A few years ago I was in a workshop on "Collaboration" at Dragon*Con. I can't remember the name of the writer who first talked about dwarves, but he sat on this panel and told us about one collaborative effort.
This writer had written a pilot for a Network. He'd finished it, and given it to the producer. The producer read through his treatment, nodded a few times. Then he finished and looked at the writer and said, "I like it, but… I'd like to see a dwarf and a cottage in this. Put it in and I'll buy it."
The writer decided the guy was nuts, but he was the one with the check book. The pilot was a city drama. Cops, guns blazing, blood saturating the pavement. Where would a dwarf and cottage fit in? He went home contemplating drink, and called a friend to complain.
After listening to the writer's rant, the friend said, "Look, obviously he sees something wrong with the script. Figure out what it is, fix it, and damn-well, don't put in any dwarves!" The two brainstormed into the wee hours of the night till they realized what the real problem was. They fixed the screenplay without the dwarf. The producer accepted it.
Many months later, when first working on this essay, I had this funny gnome with his tiny hands pulling on my pant leg, saying, "Something's wrong with your story."

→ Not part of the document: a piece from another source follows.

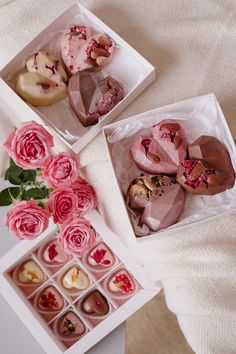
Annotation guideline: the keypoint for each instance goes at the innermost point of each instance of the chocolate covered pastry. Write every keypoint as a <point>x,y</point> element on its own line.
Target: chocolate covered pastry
<point>209,169</point>
<point>90,99</point>
<point>157,201</point>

“What would that be?" I asked him.
"I'm not a dwarf."
I look down at him. He's right. But his advice is always indirect.
Okay, True: Gerry isn't a dwarf. He doesn't even have a cottage. I think he lives in the walls of my house. He’s not a muse. He's not a dwarf. Dwarves are a bit bigger.
What he's really trying to tell me-in his obscure fashion-is that everything really started with the Jabberwocky. Now Gerry's laughing, because he knows that it took me a while to see that to begin with. As long as I saw his point it doesn't matter. That's part of his job. How not being a dwarf can remind me about the Jabberwocky is part of his own weird mystery.

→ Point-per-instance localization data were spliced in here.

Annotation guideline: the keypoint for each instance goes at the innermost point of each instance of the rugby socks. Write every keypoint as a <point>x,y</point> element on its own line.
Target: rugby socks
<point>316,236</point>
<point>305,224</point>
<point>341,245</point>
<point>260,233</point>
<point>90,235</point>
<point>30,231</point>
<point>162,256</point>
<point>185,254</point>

You see, the Jabberwocky—and yes, that’s an agent— sent me a rejection letter for my second novel. Whiffling and burbling, this Carroll creature informed me in a letter, typed on a real typewriter, that my story was interesting, but it had Gerry's hand prints all over it.
Little known fact: Gnomes and all of his kind make Jabberwockies and all their kind—editors and agents—rather ill. Gnomes, apparently, are more distressing than young warrior sons carrying vorpal swords.
Well, perhaps it's not a little known fact. But it’s the invisible Gnome or Dwarf Prints that confuse everyone else Not in the Know. It is disguised as bad writing. It takes practice to catch it or see it.
Anything to do with any gnome or dwarf in a cottage for that matter, make the Jabberwocky hold sample chapters as far as he can from his person, while holding his nose. As soon as he can, he rejects it. No doubt with eyes flaming with indignation and rimmed red. Jabberwockies and their cousins are highly allergic to anything tainted with Gnomes and all of their kind. Tolerances vary.
The Jabberwocky was perfectly right. Once I looked again at my work, my own eyes were rimmed red. Unfortunately I'm not as allergic to Gerry as I'd like to be. If I were, I'd notice when he interfered with my work. I cried instead.
Fortunately, the Jabberwocky wrote me a rejection letter that wasn't a form letter. It was brutal, and honest. It was the best thing that happened to me.
I started seeing Gerry's handwriting, and knew—sort of—what to do with it. I started learning from him how to catch what was wrong.
Gerry's giving me that look again, because you see, when I first read the rejection letter, I didn't see it as a great thing. I cried for a solid hour. I contemplated giving up. Some of my friends and family know how difficult my way back to writing had been, as well as how much room for improvement I still have. But the Jabberwocky and my gnome have given me some of the best tools I can use to climb my cliff-faced mountain towards my goal.
With a pat on my knee my funny Gnome tells me I'm getting to the point. You see, the Jabberwocky was quite right. My standards were too low. Both the Jabberwocky and my funny Gnome had this advice: When something is wrong with your work, Fix It!